How much charge in Faraday is required for the reduction of 1 mole of ${\text{A}}{{\text{g}}^{\text{ + }}}$to Ag?
(A) ${\text{19}}{\text{.29 x 1}}{{\text{0}}^{\text{4}}}$ C
(B) 96487 C
(C) ${\text{38}}{\text{.59 x 1}}{{\text{0}}^{\text{4}}}$ C
(D) 4824 C

Answer 1

Faraday is a unit of electricity and calculated from number of electrons and magnitude of charge. Reduction process is a process where electrons are gained.

Formula used: The charge, q can be found from the formula ${\text{q = n x F}}$.

Complete step by step answer: It is given that 1 mole of ${\text{A}}{{\text{g}}^{\text{ + }}}$to Ag is used for reduction.
To find his charge in faraday.
We know that charge, q can be calculated from the formula ${\text{q = n x F}}$
Where n is the number of electrons and F is faraday.
The reduction process where ${\text{A}}{{\text{g}}^{\text{ + }}}$ gain one electron to become Ag can be represented as below:
${\text{A}}{{\text{g}}^{\text{ + }}}{\text{ + }}{{\text{e}}^ - } \to {\text{Ag}}$
It can be seen that 1 mole of ${\text{A}}{{\text{g}}^{\text{ + }}}$requires 1 electron to get reduced to Ag.
Therefore, n =1. We know that 1 faraday = 96487C
Substituting in the formula, we get,
${\text{q = n x F}} \\\ \Rightarrow {\text{q = 1 x 96487}} \\\ \Rightarrow {\text{q = 96487 C}} \\\$
Thus. 96487 C of charge is required for the reduction of 1 mole of ${\text{A}}{{\text{g}}^{\text{ + }}}$to Ag.

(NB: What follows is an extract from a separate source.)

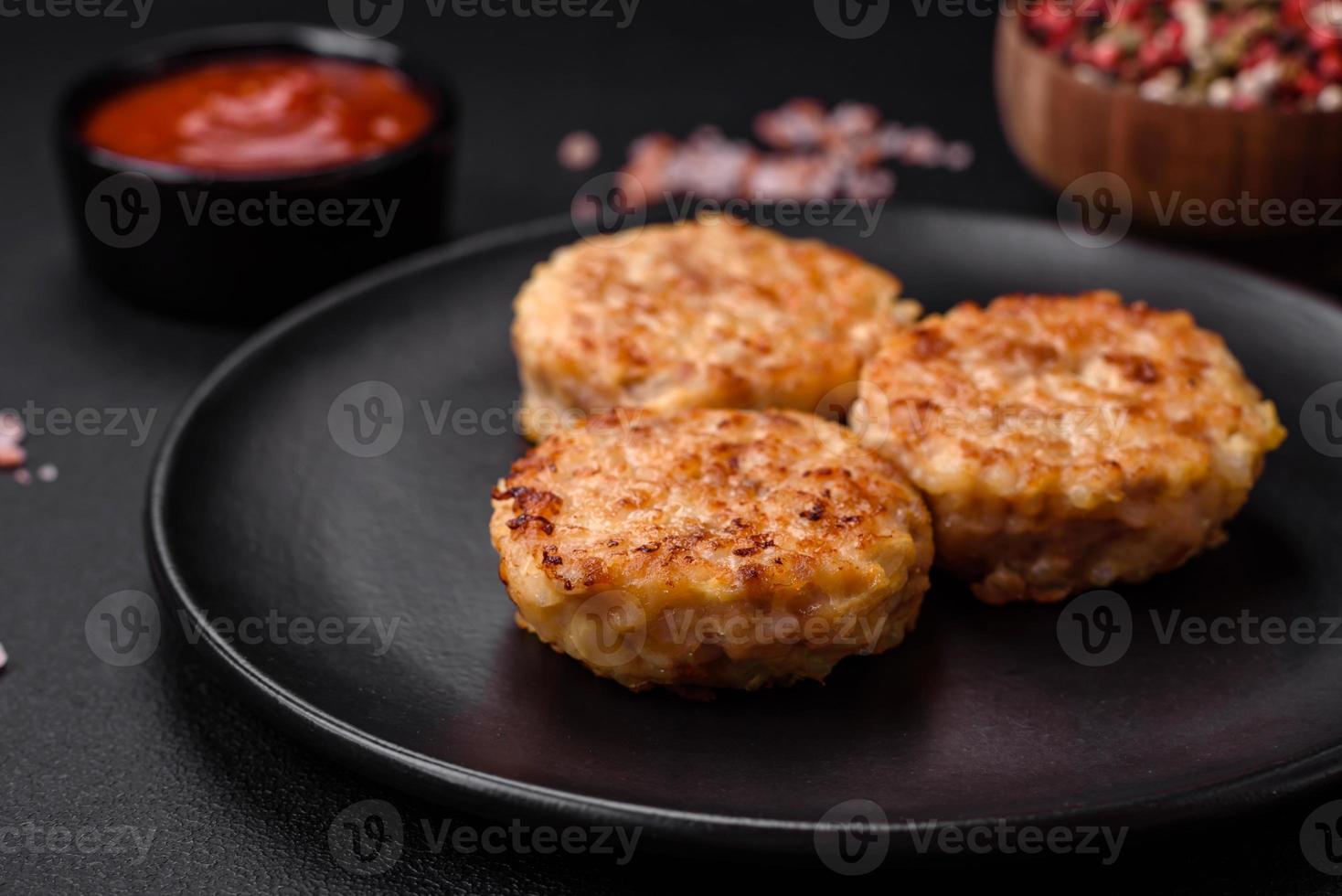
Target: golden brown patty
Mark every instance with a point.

So, the correct option is B.

Additional information: The Faraday constant named after the Michael Faraday is denoted by the symbol F. It is defined as the charge of one mole of electrons.
F = e (1mol) = ${\text{1}}{\text{.6 x 1}}{{\text{0}}^{ - 19}}{\text{ x 6}}{\text{.023 x 1}}{{\text{0}}^{{\text{23}}}} = 96487{\text{ C}}$
Where e is the magnitude of charge equal to ${\text{1}}{\text{.6 x 1}}{{\text{0}}^{ - 19}}$ and 1 mole of electrons has Avogadro number of electrons equal to ${\text{6}}{\text{.023 x 1}}{{\text{0}}^{{\text{23}}}}$.

Note: We need to know the following fundamentals values that are useful to solve this problem:
(i) Magnitude of charge, q = ${\text{1}}{\text{.6 x 1}}{{\text{0}}^{ - 19}}$C
(ii) Avogadro number,${\text{}}{{\text{N}}_{\text{A}}}$= ${\text{6}}{\text{.023 x 1}}{{\text{0}}^{{\text{23}}}}$
(iii) 1 Faraday = 96487 C or 96500 C